CacheMeta holds the metadata about a cached asset: the response header, freshness timestamps (created, fresh_until), stale-while-revalidate and stale-if-error windows, and variance information. It is returned from a successful cache lookup alongside a HitHandler.
// Typically constructed via the cacheable_filter callback, not directly
let meta: CacheMeta = ...;
let fresh_until = meta.fresh_until();
let created = meta.created();

CacheMetaDefaults

CacheMetaDefaults provides the default TTL policy when the origin does not supply explicit Cache-Control or Expires headers. You supply a function mapping HTTP status codes to Option<Duration> (returning None marks the status as not cacheable by default), plus the default stale-while-revalidate and stale-if-error windows in seconds.
use pingora::cache::{CacheMetaDefaults};
use std::time::Duration;

static CACHE_DEFAULTS: CacheMetaDefaults = CacheMetaDefaults::new(
    /* fresh_sec_fn */
    |status| match status {
        200 | 206 => Some(Duration::from_secs(3600)),
        301 => Some(Duration::from_secs(86400)),
        _ => None,
    },
    /* stale_while_revalidate_sec */ 30,
    /* stale_if_error_sec */ 300,
);

HitHandler

HitHandler (Box<dyn HandleHit + Sync + Send>) is the interface returned from a cache hit.
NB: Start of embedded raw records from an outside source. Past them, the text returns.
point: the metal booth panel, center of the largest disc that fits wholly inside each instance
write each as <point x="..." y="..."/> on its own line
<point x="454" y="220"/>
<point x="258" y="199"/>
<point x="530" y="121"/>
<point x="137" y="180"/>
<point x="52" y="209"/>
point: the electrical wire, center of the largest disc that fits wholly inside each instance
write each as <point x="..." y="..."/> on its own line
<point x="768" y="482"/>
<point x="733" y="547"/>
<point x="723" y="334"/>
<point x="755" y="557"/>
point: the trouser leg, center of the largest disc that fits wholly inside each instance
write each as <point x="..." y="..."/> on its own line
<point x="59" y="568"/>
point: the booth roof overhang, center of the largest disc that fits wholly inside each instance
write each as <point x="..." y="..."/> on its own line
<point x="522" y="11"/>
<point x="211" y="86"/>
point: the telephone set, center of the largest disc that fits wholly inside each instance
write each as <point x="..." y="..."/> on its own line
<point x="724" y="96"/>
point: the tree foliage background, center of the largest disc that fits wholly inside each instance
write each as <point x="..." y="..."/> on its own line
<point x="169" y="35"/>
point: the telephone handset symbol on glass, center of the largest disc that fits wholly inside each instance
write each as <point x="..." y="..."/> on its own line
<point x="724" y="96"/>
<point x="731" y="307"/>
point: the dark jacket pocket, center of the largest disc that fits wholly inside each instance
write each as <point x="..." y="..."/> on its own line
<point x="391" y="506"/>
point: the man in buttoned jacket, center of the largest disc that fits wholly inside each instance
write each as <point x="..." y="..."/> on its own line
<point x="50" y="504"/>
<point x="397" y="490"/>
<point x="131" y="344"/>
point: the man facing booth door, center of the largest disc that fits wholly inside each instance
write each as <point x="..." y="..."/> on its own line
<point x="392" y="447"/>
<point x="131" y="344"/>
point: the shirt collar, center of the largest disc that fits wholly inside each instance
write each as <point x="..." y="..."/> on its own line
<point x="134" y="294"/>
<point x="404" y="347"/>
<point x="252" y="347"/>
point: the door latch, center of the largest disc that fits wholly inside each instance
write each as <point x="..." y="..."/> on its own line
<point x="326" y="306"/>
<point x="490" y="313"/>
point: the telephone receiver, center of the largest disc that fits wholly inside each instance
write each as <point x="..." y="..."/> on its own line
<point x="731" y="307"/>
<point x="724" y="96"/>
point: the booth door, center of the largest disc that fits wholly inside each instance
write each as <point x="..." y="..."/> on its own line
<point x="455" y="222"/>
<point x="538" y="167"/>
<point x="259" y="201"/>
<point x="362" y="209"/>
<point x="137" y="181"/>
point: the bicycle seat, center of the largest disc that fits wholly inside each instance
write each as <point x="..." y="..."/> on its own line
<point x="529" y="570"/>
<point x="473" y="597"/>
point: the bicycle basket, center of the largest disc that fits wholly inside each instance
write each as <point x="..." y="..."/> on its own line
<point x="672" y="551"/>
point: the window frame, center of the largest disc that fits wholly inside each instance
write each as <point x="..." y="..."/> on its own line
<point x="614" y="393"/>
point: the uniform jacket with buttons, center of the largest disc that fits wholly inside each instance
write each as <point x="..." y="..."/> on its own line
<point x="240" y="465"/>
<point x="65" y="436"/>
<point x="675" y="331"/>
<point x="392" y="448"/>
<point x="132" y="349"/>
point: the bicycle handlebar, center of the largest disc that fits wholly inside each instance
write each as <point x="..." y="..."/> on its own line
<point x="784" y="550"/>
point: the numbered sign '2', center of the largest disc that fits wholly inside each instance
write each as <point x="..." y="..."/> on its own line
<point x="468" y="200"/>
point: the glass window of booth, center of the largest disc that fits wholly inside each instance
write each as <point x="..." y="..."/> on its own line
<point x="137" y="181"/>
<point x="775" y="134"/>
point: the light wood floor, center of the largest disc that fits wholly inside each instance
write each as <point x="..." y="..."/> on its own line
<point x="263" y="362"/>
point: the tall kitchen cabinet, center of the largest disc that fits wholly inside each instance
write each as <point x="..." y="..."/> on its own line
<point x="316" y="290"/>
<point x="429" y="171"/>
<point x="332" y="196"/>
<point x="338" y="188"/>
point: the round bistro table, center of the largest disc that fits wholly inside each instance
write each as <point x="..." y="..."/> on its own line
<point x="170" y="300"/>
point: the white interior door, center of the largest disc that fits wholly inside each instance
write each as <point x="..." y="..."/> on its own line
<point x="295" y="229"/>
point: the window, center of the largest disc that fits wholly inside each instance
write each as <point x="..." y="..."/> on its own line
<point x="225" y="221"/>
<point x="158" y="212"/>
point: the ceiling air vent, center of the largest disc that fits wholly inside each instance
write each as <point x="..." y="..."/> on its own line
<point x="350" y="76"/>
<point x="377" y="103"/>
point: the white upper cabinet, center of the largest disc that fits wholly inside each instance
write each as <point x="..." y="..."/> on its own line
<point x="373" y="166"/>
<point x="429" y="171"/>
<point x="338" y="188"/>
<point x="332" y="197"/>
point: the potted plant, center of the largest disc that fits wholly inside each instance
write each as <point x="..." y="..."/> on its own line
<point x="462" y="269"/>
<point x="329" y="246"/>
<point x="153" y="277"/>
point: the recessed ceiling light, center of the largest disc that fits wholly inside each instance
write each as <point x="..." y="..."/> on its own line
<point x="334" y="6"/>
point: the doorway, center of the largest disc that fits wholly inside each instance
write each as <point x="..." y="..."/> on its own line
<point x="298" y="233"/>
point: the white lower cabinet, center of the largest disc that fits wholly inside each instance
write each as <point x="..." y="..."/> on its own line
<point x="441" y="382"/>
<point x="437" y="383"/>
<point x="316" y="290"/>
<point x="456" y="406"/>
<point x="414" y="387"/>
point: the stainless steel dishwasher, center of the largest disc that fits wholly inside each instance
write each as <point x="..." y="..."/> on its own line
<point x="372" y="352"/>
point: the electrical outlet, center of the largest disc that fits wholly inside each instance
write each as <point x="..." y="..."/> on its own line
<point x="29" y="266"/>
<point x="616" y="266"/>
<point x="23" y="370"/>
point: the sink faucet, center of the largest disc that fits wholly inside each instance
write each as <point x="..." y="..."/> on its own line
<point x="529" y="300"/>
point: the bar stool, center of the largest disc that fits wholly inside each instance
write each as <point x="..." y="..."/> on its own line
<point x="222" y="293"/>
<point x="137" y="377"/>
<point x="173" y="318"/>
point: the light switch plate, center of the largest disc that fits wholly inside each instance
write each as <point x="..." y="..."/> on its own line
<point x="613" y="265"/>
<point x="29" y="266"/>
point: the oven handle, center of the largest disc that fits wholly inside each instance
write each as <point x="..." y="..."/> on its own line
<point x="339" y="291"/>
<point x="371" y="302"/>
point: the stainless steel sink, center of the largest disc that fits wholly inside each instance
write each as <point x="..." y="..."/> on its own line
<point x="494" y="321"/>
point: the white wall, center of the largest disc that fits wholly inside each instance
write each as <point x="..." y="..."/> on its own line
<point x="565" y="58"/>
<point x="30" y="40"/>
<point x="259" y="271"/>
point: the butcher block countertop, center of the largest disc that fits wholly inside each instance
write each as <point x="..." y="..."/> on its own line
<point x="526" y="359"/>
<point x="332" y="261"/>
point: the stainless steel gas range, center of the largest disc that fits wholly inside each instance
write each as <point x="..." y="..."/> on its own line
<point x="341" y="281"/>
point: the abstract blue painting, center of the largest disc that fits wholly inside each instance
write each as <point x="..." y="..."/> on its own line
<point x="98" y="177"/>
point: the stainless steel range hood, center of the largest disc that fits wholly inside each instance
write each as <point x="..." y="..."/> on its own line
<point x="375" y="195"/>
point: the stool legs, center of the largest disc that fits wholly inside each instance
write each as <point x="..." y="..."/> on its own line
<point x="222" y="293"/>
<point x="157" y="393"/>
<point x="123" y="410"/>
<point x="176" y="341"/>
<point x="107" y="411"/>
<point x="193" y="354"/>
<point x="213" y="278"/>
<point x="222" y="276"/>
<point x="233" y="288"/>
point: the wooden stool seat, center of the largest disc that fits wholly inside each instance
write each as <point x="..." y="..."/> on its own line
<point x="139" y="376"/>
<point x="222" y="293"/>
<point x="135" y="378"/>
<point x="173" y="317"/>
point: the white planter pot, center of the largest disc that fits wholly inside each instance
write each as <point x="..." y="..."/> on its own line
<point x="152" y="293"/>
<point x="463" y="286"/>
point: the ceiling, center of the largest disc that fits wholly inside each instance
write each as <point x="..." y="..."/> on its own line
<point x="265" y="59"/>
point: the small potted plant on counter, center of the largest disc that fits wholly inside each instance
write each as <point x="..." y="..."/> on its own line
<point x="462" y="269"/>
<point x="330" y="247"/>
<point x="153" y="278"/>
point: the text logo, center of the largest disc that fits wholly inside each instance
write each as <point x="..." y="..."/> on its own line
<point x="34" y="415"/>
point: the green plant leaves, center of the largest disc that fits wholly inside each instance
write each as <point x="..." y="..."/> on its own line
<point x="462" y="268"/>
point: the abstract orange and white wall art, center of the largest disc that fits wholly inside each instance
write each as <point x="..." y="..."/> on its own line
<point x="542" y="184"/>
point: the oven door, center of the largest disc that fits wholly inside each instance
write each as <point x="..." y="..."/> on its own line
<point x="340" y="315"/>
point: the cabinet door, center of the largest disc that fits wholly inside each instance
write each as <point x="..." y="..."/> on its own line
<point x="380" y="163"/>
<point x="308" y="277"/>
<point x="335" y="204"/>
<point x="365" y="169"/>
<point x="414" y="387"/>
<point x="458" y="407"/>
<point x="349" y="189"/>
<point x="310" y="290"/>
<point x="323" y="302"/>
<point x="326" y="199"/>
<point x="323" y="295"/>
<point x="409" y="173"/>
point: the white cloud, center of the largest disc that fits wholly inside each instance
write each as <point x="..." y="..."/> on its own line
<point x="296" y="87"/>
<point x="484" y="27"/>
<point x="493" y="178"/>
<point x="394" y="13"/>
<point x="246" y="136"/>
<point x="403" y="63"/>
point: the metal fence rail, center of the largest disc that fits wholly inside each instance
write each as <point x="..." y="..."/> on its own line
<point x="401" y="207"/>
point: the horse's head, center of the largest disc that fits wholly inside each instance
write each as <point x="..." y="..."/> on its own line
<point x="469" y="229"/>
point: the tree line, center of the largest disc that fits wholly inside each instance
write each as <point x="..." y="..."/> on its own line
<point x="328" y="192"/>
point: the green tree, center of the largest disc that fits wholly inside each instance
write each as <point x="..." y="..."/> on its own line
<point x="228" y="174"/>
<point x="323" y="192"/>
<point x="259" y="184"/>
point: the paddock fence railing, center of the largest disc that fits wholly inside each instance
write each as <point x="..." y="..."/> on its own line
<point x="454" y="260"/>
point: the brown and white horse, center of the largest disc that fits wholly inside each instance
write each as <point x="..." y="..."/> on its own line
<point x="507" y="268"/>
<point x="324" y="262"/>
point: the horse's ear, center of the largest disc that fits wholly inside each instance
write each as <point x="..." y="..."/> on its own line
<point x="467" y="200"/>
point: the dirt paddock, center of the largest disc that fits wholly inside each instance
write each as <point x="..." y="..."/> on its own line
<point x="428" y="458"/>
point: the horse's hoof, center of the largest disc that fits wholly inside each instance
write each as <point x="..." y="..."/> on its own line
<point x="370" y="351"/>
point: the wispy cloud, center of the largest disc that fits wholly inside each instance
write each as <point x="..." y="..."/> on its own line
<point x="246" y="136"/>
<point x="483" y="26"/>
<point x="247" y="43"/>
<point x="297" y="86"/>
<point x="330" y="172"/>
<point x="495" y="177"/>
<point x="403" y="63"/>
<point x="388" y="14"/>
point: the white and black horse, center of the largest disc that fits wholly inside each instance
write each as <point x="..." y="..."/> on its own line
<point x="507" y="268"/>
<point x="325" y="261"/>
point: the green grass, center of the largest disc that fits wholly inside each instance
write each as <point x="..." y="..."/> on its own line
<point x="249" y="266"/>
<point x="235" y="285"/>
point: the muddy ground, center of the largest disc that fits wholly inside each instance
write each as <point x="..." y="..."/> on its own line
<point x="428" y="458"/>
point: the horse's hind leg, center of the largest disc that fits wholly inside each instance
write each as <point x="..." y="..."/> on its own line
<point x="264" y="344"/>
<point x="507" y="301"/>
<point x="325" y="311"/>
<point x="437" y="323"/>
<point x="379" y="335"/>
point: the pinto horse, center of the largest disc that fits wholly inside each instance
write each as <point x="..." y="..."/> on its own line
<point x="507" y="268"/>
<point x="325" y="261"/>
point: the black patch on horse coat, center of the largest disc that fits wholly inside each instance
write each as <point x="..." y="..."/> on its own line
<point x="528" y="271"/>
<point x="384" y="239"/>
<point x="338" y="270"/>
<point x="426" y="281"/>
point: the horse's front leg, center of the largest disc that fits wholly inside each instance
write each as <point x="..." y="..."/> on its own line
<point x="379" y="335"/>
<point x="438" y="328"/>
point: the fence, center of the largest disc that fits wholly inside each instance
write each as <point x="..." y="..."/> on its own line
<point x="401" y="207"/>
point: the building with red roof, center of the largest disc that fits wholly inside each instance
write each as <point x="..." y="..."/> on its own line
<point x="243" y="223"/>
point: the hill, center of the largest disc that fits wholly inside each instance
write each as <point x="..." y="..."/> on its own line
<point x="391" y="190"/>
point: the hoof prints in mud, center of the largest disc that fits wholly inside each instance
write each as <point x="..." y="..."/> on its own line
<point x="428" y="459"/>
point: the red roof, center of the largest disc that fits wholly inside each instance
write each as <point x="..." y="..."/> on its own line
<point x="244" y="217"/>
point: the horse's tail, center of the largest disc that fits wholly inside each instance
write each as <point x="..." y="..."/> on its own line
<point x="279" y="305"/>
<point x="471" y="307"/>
It lets you stream the cached body and finishes by releasing any read lock on the entry.

MissHandler

MissHandler (Box<dyn HandleMiss + Sync + Send>) is the write-side counterpart. It is used to admit a newly fetched response body into the cache store.

Storage trait

Storage is the plug-in interface for cache backends. Implement it to store cache entries anywhere — in-memory, on disk, in Redis, etc.
#[async_trait]
pub trait Storage {
    async fn lookup(
        &'static self,
        key: &CacheKey,
        trace: &SpanHandle,
    ) -> Result<Option<(CacheMeta, HitHandler)>>;

    async fn get_miss_handler(
        &'static self,
        key: &CacheKey,
        meta: &CacheMeta,
        trace: &SpanHandle,
    ) -> Result<MissHandler>;

    async fn purge(
        &'static self,
        key: &CompactCacheKey,
        purge_type: PurgeType,
        trace: &SpanHandle,
    ) -> Result<bool>;

    async fn update_meta(
        &'static self,
        key: &CacheKey,
        meta: &CacheMeta,
        trace: &SpanHandle,
    ) -> Result<bool>;

    fn as_any(&self) -> &(dyn Any + Send + Sync + 'static);
}

Cache Storage

MemCache (built-in)

MemCache is the ready-to-use in-memory Storage implementation included in pingora-cache. It is backed by pingora-lru and supports streaming partial writes (so downstream clients can start reading a response while it is still being written to the cache from upstream).
use pingora::cache::MemCache;

// MemCache is designed to be used as a 'static reference
static MEM_CACHE: once_cell::sync::Lazy<MemCache> =
    once_cell::sync::Lazy::new(MemCache::new);
Pass it to HttpCache::enable when handling a request:
session.cache.enable(
    &*MEM_CACHE,
    None,          // eviction manager (optional)
    None,          // cache predictor (optional)
    None,          // cache lock (optional)
    None,          // option overrides (optional)
);

Custom storage

Implement Storage for your preferred backend (e.g. a shared Redis cluster) and pass a 'static reference to HttpCache::enable. The as_any method is required for runtime type checks (e.g. HttpCache::storage_type_is::<MyStorage>()).

Cache Control

The cache_control module provides RFC 9111-compliant parser for Cache-Control headers. It handles all standard directives (max-age, s-maxage, no-cache, no-store, must-revalidate, stale-while-revalidate, stale-if-error, and extension directives) and is used internally by CacheMeta freshness calculations. The CacheMetaDefaults type (described above) lets you set site-wide TTL and stale-serving policies that apply when the origin response does not include explicit cache directives.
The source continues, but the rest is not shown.